Which Genre Gave the Highest Return on Investment in the Past Decade? The Answer May Surprise You
Recently Catherine Rampell of the New York Times published a chart that should make documentary and horror producers smile. Horror has long been known as a cash cow for Hollywood, but documentary is rarely mentioned when it comes to return on investment. Rampell found that in her sample of films released in the past decade, documentary box office returns far outweighed other genres when expressed as a percentage of production budget. Sound surprising? Misleading, perhaps? Hit the jump to take a closer look at the numbers.
Using numbers from OpusData and Box Office Mojo, Rampell looked at films released from 2003 to 2013 that grossed at least $2 million domestically -- knocking out (you guessed it) the majority of documentaries. The resulting data shows us that successful documentary films rake in some killer returns, averaging 12 times the production budget domestically and 27 times the budget internationally.

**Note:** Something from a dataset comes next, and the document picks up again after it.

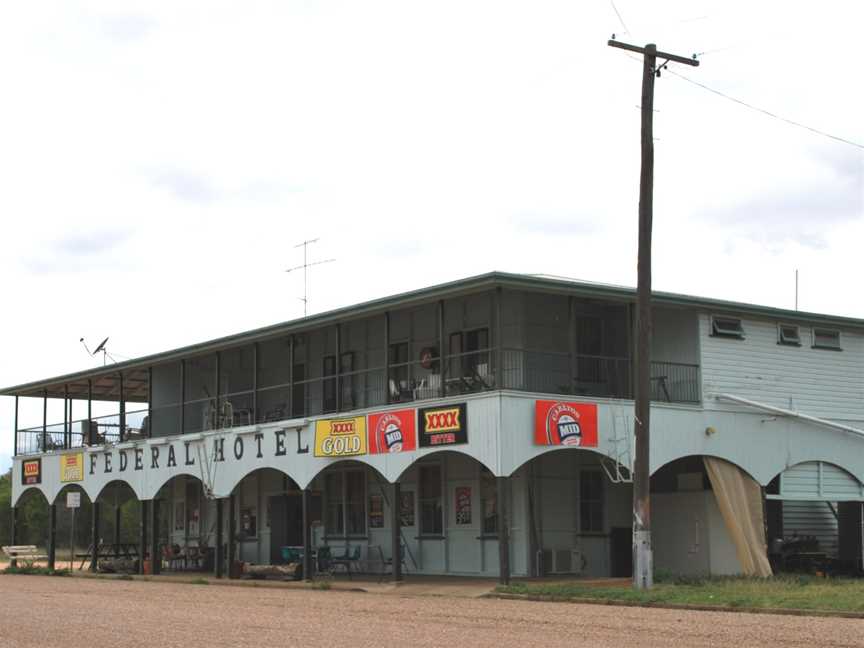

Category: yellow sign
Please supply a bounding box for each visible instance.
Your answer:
[314,416,367,457]
[60,453,84,483]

Should we conclude that if you want to turn $1 million into $27 million, you should invest it in a great documentary film? Only if you're pretty dang sure the film is going to be successful. 55 of the 78 documentary films in Rampell's data set didn't disclose their production budgets. So her doc numbers are skewed towards the brag-worthy -- or at least those committed to transparency. Rampell notes:
Of course, documentaries are generally much cheaper to make than other genres, averaging about $2.6 million in production budget versus $95 million for action films (unadjusted for inflation). So it makes sense that for the small subset of documentaries that do well (remember, these averages include only those films with domestic grosses above $2 million), the R.O.I. can be enormous.

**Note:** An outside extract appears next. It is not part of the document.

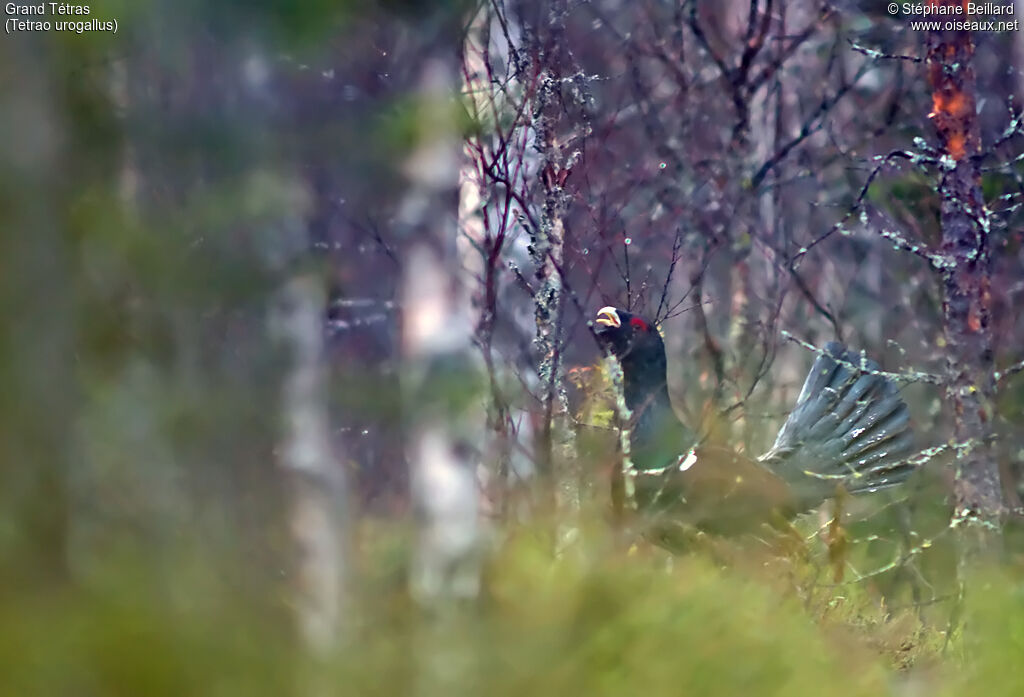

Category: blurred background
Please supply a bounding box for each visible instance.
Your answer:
[1,0,1023,695]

Horror film numbers were a bit more concrete with 113 out of the 129 films disclosing their production budgets. The average successful horror film in the past decade earned six times its production budget domestically and double that internationally by Rampell's calculations.
It looks like far more successful dramas, comedies and thrillers were made in the past decade, with 357, 373 and 170 disclosing their budgets respectively. All three achieved between 300% and 500% of their production budgets in global box office returns, which is not too shabby for such a large number of films reporting budgets in each genre. As Rampell points out, she's only looking at box office numbers, which of course only represent one piece in a film's revenue puzzle.
The data going into this graph is patchy at best, but it could indicate that major studios are spending less money than they should on major documentaries. Not to say that Universal's next tent pole should be a $20 million doc -- but perhaps 10 relatively major documentaries would accumulate a better return than recent Hollywood narrative releases.
What do you think? Should documentarians target the thrill-seekers of the investment world for a risky but possibly quite lucrative ride?